Yesterday, U.S. President Barack Obama designated September 2010 as National Ovarian Cancer Awareness Month. During National Ovarian Cancer Awareness Month, we honor all those lost to and living with ovarian cancer, and we renew our commitment to developing effective screening methods, improving treatments, and ultimately defeating this disease.
Office of the Press Secretary
For Immediate Release August 31, 2010
Presidential Proclamation–National Ovarian Cancer Awareness Month
While we have made great strides in the battle against ovarian cancer, this disease continues to claim more lives than any other gynecologic cancer. During National Ovarian Cancer Awareness Month, we honor all those lost to and living with ovarian cancer, and we renew our commitment to developing effective screening methods, improving treatments, and ultimately defeating this disease.
Each year, thousands of women are diagnosed with, and go on to battle valiantly against, this disease. Yet, ovarian cancer remains difficult to detect, and women are often not diagnosed until the disease has reached an advanced stage. I encourage all women — especially those with a family history of ovarian cancer or breast cancer, and those over age 55 — to protect their health by understanding risk factors and discussing possible symptoms, including abdominal pain, with their health care provider.
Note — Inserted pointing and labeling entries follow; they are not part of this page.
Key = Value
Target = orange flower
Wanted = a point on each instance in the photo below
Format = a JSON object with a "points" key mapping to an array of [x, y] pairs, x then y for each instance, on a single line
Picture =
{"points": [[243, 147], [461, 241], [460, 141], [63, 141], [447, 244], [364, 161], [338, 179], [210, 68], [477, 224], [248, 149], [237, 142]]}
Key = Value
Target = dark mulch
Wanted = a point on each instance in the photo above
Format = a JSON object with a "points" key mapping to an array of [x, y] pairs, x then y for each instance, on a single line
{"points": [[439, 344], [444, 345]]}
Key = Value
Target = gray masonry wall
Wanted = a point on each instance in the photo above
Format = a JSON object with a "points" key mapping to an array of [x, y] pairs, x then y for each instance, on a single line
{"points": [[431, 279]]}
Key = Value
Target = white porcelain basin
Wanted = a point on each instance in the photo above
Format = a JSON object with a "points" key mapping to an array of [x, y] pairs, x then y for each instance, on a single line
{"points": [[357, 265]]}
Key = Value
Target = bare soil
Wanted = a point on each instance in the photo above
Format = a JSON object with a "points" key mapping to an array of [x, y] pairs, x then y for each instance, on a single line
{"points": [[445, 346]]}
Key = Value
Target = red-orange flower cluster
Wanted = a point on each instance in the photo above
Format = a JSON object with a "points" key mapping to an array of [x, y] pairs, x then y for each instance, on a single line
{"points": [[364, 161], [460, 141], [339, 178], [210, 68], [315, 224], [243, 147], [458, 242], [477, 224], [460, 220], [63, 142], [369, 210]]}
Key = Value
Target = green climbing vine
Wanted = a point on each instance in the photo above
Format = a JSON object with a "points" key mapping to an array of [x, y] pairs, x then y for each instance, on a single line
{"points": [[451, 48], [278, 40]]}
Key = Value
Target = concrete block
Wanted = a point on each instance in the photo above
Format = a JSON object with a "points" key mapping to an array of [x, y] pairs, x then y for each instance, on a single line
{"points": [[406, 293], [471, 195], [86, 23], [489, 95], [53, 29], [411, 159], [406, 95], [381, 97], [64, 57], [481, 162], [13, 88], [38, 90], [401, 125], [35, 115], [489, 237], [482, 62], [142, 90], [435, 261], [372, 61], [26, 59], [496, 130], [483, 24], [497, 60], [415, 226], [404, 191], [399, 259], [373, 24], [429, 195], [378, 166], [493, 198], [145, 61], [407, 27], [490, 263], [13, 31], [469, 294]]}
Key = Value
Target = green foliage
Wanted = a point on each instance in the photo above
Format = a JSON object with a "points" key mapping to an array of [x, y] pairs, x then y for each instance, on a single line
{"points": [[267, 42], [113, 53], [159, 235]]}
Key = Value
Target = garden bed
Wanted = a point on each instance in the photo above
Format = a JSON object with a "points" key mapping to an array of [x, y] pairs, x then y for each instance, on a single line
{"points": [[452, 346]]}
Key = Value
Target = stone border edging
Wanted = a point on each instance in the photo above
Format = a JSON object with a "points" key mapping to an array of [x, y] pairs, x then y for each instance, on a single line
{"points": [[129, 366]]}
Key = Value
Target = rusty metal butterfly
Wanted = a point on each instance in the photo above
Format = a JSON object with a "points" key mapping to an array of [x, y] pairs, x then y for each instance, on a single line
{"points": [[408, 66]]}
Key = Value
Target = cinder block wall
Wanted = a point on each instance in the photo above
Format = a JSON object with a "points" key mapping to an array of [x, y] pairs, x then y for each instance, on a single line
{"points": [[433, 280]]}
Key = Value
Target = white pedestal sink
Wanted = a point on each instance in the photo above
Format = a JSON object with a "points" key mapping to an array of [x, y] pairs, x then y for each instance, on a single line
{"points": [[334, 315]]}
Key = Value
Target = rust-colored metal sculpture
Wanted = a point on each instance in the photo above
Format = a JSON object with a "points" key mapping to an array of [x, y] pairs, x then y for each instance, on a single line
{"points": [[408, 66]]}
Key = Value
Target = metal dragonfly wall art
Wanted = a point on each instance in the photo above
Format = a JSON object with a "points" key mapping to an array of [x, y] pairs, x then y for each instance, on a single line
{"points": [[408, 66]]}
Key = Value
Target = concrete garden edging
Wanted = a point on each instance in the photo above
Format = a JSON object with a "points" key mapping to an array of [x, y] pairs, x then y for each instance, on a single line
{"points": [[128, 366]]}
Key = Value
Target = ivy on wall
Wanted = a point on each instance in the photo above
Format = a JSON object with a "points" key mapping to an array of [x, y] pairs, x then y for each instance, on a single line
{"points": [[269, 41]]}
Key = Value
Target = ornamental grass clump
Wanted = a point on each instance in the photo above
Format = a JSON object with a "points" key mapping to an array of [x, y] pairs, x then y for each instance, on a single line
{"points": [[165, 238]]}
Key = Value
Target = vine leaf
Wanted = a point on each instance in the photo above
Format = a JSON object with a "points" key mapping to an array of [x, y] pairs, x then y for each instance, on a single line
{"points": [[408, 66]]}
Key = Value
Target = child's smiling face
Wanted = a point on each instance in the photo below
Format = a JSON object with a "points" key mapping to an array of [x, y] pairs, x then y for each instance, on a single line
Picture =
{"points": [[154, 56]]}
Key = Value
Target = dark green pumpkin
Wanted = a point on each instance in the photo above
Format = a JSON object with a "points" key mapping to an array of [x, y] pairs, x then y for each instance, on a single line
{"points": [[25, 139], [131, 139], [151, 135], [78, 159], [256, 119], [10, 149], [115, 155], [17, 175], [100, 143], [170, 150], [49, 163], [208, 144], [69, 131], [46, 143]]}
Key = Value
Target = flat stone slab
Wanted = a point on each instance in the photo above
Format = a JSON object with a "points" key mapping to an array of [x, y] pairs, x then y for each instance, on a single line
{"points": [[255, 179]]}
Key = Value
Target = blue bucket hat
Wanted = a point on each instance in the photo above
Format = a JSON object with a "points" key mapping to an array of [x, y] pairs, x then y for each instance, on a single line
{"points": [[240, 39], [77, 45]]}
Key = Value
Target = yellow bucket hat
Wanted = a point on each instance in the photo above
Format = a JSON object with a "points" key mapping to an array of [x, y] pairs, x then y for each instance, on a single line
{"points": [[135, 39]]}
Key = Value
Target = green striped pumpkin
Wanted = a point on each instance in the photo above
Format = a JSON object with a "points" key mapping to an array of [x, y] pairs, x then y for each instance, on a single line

Women and their loved ones may also visit Cancer.gov for more information about the symptoms, diagnosis, and treatment of ovarian and other cancers.
Across the Federal Government, we are working to promote awareness of ovarian cancer and advance its diagnosis and treatment. The National Cancer Institute, the Centers for Disease Control and Prevention, and the Department of Defense all play vital roles in reducing the burden of this illness through critical investments in research. Earlier this year, I was proud to sign into law the landmark Affordable Care Act (ACA), which includes provisions to help women living with ovarian cancer. The ACA eliminates annual and lifetime limits on benefits, creates a program for those who have been denied health insurance because of a pre-existing condition, and prohibits insurance companies from canceling coverage after individuals get sick. The ACA also requires that women enrolling in new insurance plans and those covered by Medicare or Medicaid receive free preventive care — including women’s health services and counseling related to certain genetic screenings that identify increased risks for ovarian cancer. In addition, the ACA prohibits new health plans from dropping coverage if an individual chooses to participate in a potentially life-saving clinical trial, or from denying coverage for routine care simply because an individual is enrolled in such a trial.
During National Ovarian Cancer Awareness Month and throughout the year, I commend all the brave women fighting this disease, their families and friends, and the health care providers, researchers, and advocates working to reduce this disease’s impact on our Nation. Together, we can improve the lives of all those affected and create a healthier future for all our citizens.
NOW, THEREFORE, I, BARACK OBAMA, President of the United States of America, by virtue of the authority vested in me by the Constitution and the laws of the United States, do hereby proclaim September 2010 as National Ovarian Cancer Awareness Month. I call upon citizens, government agencies, organizations, health care providers, and research institutions to raise ovarian cancer awareness and continue helping Americans live longer, healthier lives.
IN WITNESS WHEREOF, I have hereunto set my hand this thirty-first day of August, in the year of our Lord two thousand ten, and of the Independence of the United States of America the two hundred and thirty-fifth.
Source: NATIONAL OVARIAN CANCER AWARENESS MONTH, 2010, By the President of the United States of America, A Proclamation, Office of the Press Secretary For The President of the United States of America, The White House, August 31, 2010.